I HATE IT! I HATE THIS EFFING FEELING.

i deleted the previous post. i dont knw why. i just had an urge to delete everything, even my blog!

sorry then. i really have nothing to say alrdy. i do hope you read this for the last time, one more time will do. or maybe wont alrdy. cus, somehow, i dont knw how and what to reply you. yes, i'm typing it openly. i dont want to make it black anymore.

you msged. i read. i cried. i dont understand. tears just came down uncontrollably. even when i didnt bother to think about it. i dont think anyone can understand how i'm feeling now. forget it.

thanks for letting me know, anyway. two routes. one yours ; one mine. that's it!

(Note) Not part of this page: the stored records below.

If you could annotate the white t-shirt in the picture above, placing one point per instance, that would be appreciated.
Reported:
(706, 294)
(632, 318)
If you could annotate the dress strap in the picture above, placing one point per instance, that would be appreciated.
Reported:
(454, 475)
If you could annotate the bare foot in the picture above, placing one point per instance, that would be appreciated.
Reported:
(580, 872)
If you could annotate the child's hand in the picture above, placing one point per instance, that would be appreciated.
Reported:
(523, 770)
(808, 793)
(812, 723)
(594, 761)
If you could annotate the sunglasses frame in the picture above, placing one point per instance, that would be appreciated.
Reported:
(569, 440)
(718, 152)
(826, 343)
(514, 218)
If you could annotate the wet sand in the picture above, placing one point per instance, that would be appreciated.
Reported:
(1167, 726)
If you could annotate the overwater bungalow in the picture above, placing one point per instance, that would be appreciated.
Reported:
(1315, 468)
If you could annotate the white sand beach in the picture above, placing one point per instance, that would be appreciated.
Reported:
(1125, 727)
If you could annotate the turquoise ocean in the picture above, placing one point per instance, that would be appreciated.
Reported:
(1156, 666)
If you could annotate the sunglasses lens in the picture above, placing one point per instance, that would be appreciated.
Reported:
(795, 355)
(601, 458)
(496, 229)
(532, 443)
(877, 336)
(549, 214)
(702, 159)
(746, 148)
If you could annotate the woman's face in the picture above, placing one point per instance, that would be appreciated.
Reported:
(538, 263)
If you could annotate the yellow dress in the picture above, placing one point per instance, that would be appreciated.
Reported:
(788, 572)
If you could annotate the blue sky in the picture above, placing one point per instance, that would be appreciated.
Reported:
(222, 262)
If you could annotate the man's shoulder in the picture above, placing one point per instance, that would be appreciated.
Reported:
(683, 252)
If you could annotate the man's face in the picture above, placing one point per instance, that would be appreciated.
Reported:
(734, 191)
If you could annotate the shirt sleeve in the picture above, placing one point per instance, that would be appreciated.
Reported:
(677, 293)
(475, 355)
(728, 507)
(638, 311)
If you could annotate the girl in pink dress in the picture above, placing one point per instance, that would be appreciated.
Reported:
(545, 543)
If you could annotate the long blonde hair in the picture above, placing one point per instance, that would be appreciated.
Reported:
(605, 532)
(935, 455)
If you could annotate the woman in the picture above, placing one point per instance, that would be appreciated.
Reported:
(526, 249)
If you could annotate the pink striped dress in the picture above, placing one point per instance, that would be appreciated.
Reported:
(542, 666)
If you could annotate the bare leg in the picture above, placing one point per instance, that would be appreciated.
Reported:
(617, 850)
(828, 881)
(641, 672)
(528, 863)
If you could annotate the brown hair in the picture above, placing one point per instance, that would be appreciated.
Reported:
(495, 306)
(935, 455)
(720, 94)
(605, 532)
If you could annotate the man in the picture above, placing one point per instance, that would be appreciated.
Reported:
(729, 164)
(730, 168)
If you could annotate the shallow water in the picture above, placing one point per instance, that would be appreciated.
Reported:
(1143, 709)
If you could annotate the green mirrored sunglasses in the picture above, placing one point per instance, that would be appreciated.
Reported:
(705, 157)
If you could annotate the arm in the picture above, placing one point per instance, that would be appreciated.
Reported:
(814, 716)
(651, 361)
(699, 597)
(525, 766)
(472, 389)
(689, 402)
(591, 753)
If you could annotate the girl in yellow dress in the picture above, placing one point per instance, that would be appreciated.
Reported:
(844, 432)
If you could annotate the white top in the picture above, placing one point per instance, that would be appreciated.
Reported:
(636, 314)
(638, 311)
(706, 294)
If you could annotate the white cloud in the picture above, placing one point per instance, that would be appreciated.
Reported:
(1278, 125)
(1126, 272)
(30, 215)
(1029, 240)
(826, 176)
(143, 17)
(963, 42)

i'm really outta words. nothing can descibe it.

sometimes i really dont understand. why?! that three words appeared in the msg. i really really really dont understand it. i woke up happily and things turned out to be like this. i think the only way now is _ and _ .? i'll try to. gimme some time, pls. i swear i'll forget about you and concentrate on my studies fully! and i'm sure, you've alrdy done it! sorry! perhaps, it's alrdy so wrong right from the start. what's done cannot be undone? this sentence is TOTALLY SO WRONG! maybe for some things, yes. one more week of school and i can seriously make full use of june hols to avoid thinking about things which happened since term1. hopefully... but still, thanks for some of those nice memories you've given me in the past few months. though i dont think they meant much to you?, but still , i appriciate it alot. thank you!